- Edgar Wright, already an accomplished visual storyteller, steps it up several notches for Scott Pilgrim vs. the Word. From the 8-bit Universal logo, it is clear that Wright is aiming for the moon here. While most of the attention should rightfully go to the video game and comics infused visuals, Wright also does plenty of interesting things with sound and especially editing. Transitions are abrupt and jarring, often happening in the middle of sentences and moving several days ahead. It creates a kind of feverish, frenzied speed to the film that, if nothing else, makes Scott Pilgrim frame-for-frame one of the most entertaining movies of the year.
- But it is disappointing that Wright’s visual ambition doesn’t extend to his storytelling. For all of the interesting stuff going on here, the movie is ultimately a frustratingly staid coming-of-age tale, Knocked Up with fighting.
- There’s something to be said for how much fun this movie is (indeed, it is not unlike playing a video game). The fight scenes are intricately realized and detailed, the video game references never stop being hilarious, and the film is packed wall-to-wall with far too many jokes to catch on a first viewing. Shrugged off with deadpan disaffection, the fights in “Scott Pilgrim” represent just one way that the film reflects its characters’ pop culture fixation. In the world of “Scott Pilgrim” people regularly fight and explode in a shower of coins, 1-ups are distributed, and people level up. Not that there’s much competition, but “Scott Pilgrim” is decidedly the best video game movie ever, a movie that engages gamers instead of condescending to them (although it would be fair to say that it panders to them). That kind of respect for that audience and that (dare I say it) art form is pretty rare in Hollywood.
- That said, while it feels slightly disingenuous to complain about there being too much fighting in a film about fighting, the fight scenes got pretty tedious after a while. The middle section felt a little sluggish as the film slogged from fight-to-fight-to-fight without taking a breath. It takes so long to get through everything that by the time Scott is fighting ex number four it feels like two or so hours have already passed. Dorks like me might have complained if Ramona had only had 5 evil exes, but for a movie this tight to feel so flabby is inexcusable and I can’t help but think that it might have been a little better if one or two exes got the Indiana Jones treatment.
- As with most adaptations, a lot of stuff that worked like gangbusters in the comics falls flat here and vice versa. One of my favorite lines in the book (YOU HAD A SEXY PHASE???) dropped like an anvil in the movie. Alternately, while I enjoyed the way the book handled Scott’s 1-up, I thought the way the film did it was even better (with him replaying level 7). Wright, much more than directors who recently tackled beloved comic books, understands that the two are separate media and that attempting a one-to-one translation does both a disservice.

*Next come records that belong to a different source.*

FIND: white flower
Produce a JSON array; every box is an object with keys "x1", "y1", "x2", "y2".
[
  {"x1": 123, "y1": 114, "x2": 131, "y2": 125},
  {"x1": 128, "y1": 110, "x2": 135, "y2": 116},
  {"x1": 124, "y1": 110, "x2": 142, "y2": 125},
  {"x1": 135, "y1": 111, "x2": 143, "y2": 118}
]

- Unfortunately, in making the transition, Wright pushes all the female characters to the margins. Characters who, in print, were far richer get reduced to simply one-stop advice chutes for Scott Pilgrim. Anna Kendrick’s Stacy, Aubrey Plaza’s Julie, and Alison Pill’s Kim all exist to talk to Scott and tell him about how he needs to grow up and help him through his problems. This article in The Awl makes this point far better than I will, but when the film can’t even pass Bechdel Test we have a problem. I understand this is already a busy movie, but it is problematic that, when things needed to be trimmed, strong female characters were on the top of the list. It is doubly problematic since the source material has some of strongest female characters in comics. Wright and screenwright Michael Bacall hollowed out the core and created a film that, while looking awesome, is somewhat lacking in humanity.

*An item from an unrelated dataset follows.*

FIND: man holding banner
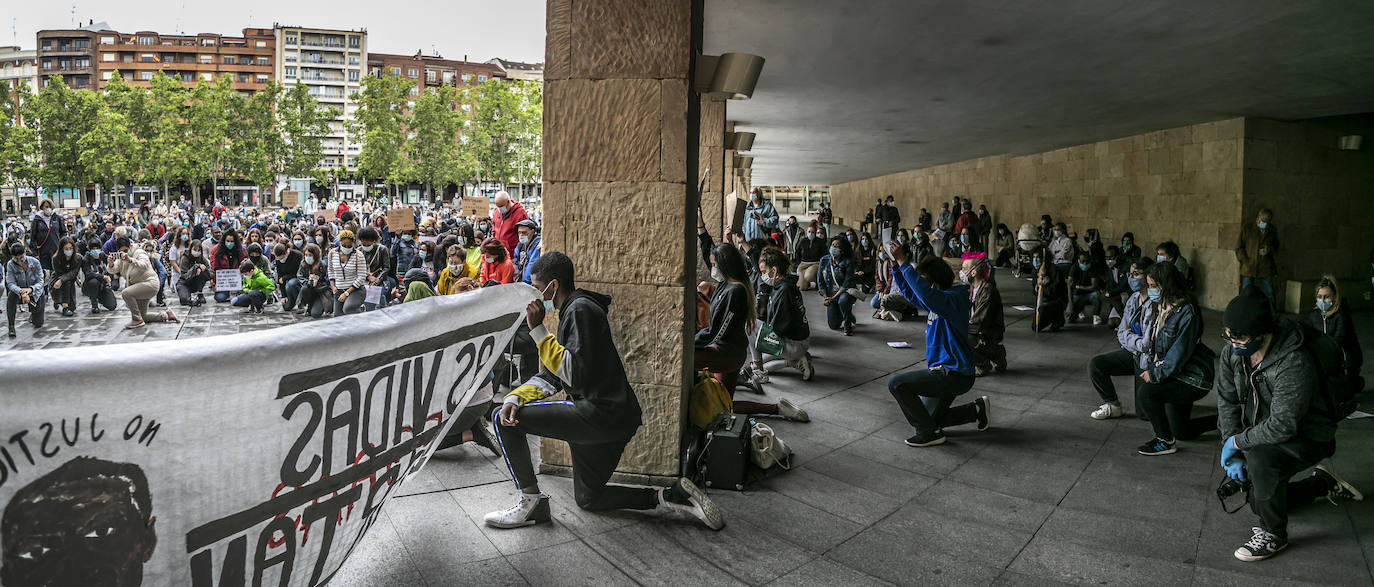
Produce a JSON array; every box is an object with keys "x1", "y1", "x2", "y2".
[{"x1": 487, "y1": 252, "x2": 725, "y2": 531}]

- Nowhere is this clearer than with Ramona and Knives. The former transforms from a fascinating cipher to a bland MPDG whose only character trait is that she changes her hair color. Maybe she isn’t supposed to be as complex; the film does seem to be saying that Scott is too immature to realize that his infatuation with her isn’t exactly based on her as a person. And yet, just because that is true doesn’t make the other point false. Ramona is reduced to less than a person so she can help Scott learn something about himself; just like Natalie Portman in Garden State or Zooey Deschanel in (500) Days of Summer. The result is that the relationship between Ramona and Scott is not wholly convincing (again, I know that’s not the point but then why even bother?) and I have a hard time caring about the movie if it is just about watching another immature 22 year old learn to grow the hell up. Knives gets it even worse; her part is expanded but she only exists so Scott can hurt her and then learn what a bad person he is for doing that. The ending where she encourages him to chase after Ramona felt very false to me; a lazy and immature Hollywood fantasy without much grounding in the real world.

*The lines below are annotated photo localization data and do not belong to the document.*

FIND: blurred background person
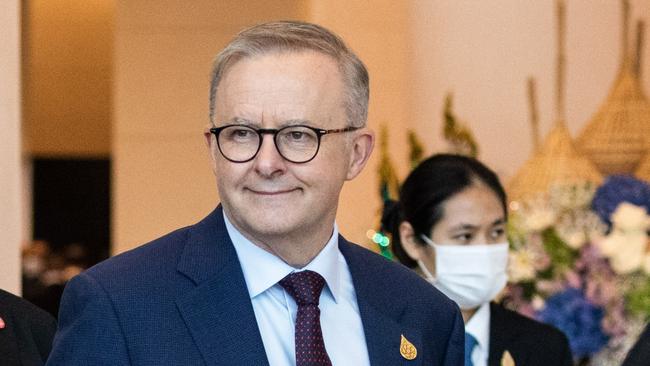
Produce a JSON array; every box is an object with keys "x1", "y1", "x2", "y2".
[
  {"x1": 382, "y1": 154, "x2": 572, "y2": 366},
  {"x1": 0, "y1": 288, "x2": 56, "y2": 365},
  {"x1": 21, "y1": 241, "x2": 89, "y2": 318}
]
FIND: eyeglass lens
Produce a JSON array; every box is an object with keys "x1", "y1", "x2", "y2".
[{"x1": 217, "y1": 125, "x2": 320, "y2": 163}]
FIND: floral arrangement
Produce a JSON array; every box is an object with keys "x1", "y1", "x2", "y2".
[{"x1": 505, "y1": 175, "x2": 650, "y2": 363}]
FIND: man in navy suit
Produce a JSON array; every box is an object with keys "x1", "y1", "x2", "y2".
[{"x1": 47, "y1": 21, "x2": 464, "y2": 365}]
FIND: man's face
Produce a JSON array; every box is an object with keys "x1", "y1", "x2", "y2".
[{"x1": 206, "y1": 51, "x2": 372, "y2": 245}]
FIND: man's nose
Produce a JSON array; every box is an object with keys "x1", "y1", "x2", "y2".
[{"x1": 253, "y1": 134, "x2": 287, "y2": 177}]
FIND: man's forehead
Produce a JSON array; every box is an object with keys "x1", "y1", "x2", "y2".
[
  {"x1": 218, "y1": 117, "x2": 314, "y2": 128},
  {"x1": 219, "y1": 50, "x2": 340, "y2": 82}
]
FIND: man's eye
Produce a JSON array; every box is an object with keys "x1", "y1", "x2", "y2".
[
  {"x1": 234, "y1": 129, "x2": 252, "y2": 137},
  {"x1": 282, "y1": 129, "x2": 315, "y2": 143},
  {"x1": 226, "y1": 128, "x2": 255, "y2": 141},
  {"x1": 290, "y1": 131, "x2": 305, "y2": 140}
]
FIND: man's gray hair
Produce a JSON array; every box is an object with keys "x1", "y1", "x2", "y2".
[{"x1": 209, "y1": 20, "x2": 369, "y2": 127}]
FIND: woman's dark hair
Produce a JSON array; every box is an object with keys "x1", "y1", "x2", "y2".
[{"x1": 381, "y1": 154, "x2": 507, "y2": 268}]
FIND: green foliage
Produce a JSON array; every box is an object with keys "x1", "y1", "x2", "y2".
[
  {"x1": 407, "y1": 130, "x2": 424, "y2": 169},
  {"x1": 626, "y1": 275, "x2": 650, "y2": 320},
  {"x1": 443, "y1": 93, "x2": 479, "y2": 158},
  {"x1": 541, "y1": 228, "x2": 578, "y2": 273},
  {"x1": 377, "y1": 124, "x2": 400, "y2": 201}
]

- The cast does a phenomenal job across the board. Best in show honors probably go to Kieran Culkin, whose Wallace Wells is the most consistently hilarious. I was also especially impressed with Chris Evans and Brandon Routh, who each had a little fun subverting some of their past roles as two of Ramona’s evil exes (and as weird as Ramona’s dating portfolio seemed in the books, the movie’s casting makes it doubly strange). Even Michael Cera is good playing the movie version of Scott Pilgrim: a decidedly different character from the books. While book Scott is destructively self-assured and propulsively convinced of his own awesomeness, movie Scott is frozen with self-doubt and perpetual whininess. It makes for a funnier contrast with the fighting even if it just adds to the bland “man-child grows up” story arc (ground which, btw, Wright already covered far more effectively in Shaun of the Dead).
- Hollywood’s go-to young romantic lead is Michael Cera. Its go-to young action lead is Shia LaBoeuf. Men ages 18 to 25, this is what Hollywood thinks of us.
- “Still it could be worse, you could be represented by a revolving door of underwritten, blandly supportive female companions without their own personalities” –Women ages 18 to 25.
- Please don’t let any of the above complaining distract from the point that this was a ridiculously entertaining movie, pretty much exactly what you want from the summer. In many ways it is like Inception: good enough to stand head-and-shoulders above the cavalcade of tedious blockbusters and deserve to be criticized on a higher level, but possessing of some serious flaws. The movie is somewhat incoherent on the point of what growing up means and tries to excuse too much of its hollowness with a “that’s the point!”
- I wrote a review of Scott Pilgrim and didn’t once feel the need to use the word “hipster.” You’re welcome.